I need that expanded a lot more. Why not many causes -> many effects, for example?
Ah, you mean a densely interconnected "almost all to almost all" causal structure. Well, I'd have to guess: because that would look far more like random behavior than causal order, so we wouldn't even notice it as something to causally analyze!
We do notice turbulence as something doesn't look random, and is hard-to-impossible to causally analyze.
Here's an anecdote. I can't copy and paste it, but it's in the middle column.
This is a very interesting point. PCA (or as its time and/or space series version is called, the Karhunen-Loève expansion and/or POD) has not been found to be useful for turbulence modeling, as I recall. There's a brief section in Pope's book on turbulence about modeling with this. From what I understand, POD is mostly used for visualization purposes, not to help build models. (It's worth noting that while my background in fluid dynamics is strong, I know little to nothing about PCA and the like aside from what they apparently do.)
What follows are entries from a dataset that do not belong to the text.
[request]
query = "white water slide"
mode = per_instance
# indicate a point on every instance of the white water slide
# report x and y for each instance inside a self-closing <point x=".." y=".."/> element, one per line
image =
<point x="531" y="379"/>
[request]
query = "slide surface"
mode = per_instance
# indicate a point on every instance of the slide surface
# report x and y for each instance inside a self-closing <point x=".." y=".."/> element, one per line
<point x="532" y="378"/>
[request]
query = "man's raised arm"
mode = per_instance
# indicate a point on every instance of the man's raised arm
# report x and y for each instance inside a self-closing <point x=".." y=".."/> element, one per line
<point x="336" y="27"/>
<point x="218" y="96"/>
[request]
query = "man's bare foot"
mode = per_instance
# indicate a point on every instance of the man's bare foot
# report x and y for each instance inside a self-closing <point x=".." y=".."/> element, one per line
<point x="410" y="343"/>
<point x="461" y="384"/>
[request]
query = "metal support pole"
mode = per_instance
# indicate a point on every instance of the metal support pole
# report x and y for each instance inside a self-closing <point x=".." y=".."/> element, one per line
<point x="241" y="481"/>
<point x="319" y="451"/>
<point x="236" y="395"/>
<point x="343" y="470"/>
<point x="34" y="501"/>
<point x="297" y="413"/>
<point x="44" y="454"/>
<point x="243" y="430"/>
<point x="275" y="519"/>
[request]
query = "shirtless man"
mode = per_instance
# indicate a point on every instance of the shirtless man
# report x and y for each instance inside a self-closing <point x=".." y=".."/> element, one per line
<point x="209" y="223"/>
Maybe I don't actually understand causality, but I think in terms of modeling, we do have a good model (the Navier-Stokes, or N-S, equations) and so in some sense, it's clear what causes what. In principle, if you run a computer simulation with these equations and the correct boundary conditions, the result will be reasonably accurate. This has been demonstrated through direct simulations of some relatively simple cases like flow through a channel. So that's not the issue. The actually issue is that you need a lot of computing power to simulate even basic flows, and attempts to develop lower order models have been fairly unsuccessful. So as a model, N-S is of limited utility as-is.
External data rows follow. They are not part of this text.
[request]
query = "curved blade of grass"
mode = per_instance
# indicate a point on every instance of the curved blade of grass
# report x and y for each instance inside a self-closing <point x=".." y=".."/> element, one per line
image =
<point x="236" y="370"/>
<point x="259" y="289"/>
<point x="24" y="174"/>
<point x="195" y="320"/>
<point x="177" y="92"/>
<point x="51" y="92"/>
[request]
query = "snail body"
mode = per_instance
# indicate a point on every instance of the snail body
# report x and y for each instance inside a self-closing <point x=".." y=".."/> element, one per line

In my view, the "turbulence problem" comes down to two facts: 1. the N-S equations are chaotic (sensitive to initial conditions, so small changes can cause big effect) and 2. they exhibit large scale separation (so the smallest details you need to resolve, the Kolmolgorov scales in most cases are much smaller than the physical dimensions of a problem, say the length of a wing). To understand these points better, imagine that rigid body dynamics was inaccurate (say, modeling the trajectory of a baseball), and you had to model all the individual atoms to get it right. And if one was off that might possibly have a big effect. Obviously that's a lot harder, and it's probably computationally intractable outside of a few simple cases. (The chaos part is "avoided" because you probably would simulate an ensemble of initial conditions via Monte Carlo or something else, and get an "ensemble mean" which you would compare against an experiment. This works well from what I understand even if the details are unclear.)
So in some sense, yes, this looks like an "almost all to almost all" causal structure. Though, I looked up a bit about causal diagrams and it's not even clear to me how you might draw one for turbulence, and not because of turbulence itself. It's not clear what an "event" might be to me. There isn't even a precise definition of "turbulence" to begin with, so maybe this should be expected. I suppose on some level such things are arbitrary and you could define an event to be fluid movement in some direction, for each direction, each point in space, and each time. I'm not sure if anyone has done this sort of analysis.
(For the incompressible N-S equations, you can easily say that everything causes everything because the equations are elliptic, so the speed of sound is infinite (which means changes in some place are felt everywhere instantaneously). In other words, the "domain of dependence" is everywhere. But I don't know if that means these effects are substantial. Obviously in reality, far away from something quiet that's happening, you don't notice it, even if the sound waves had time to reach you. In practice, this means that doing incompressible fluid dynamics requires the solution of an elliptic PDE, which can be a pain for reasons unrelated to turbulence.)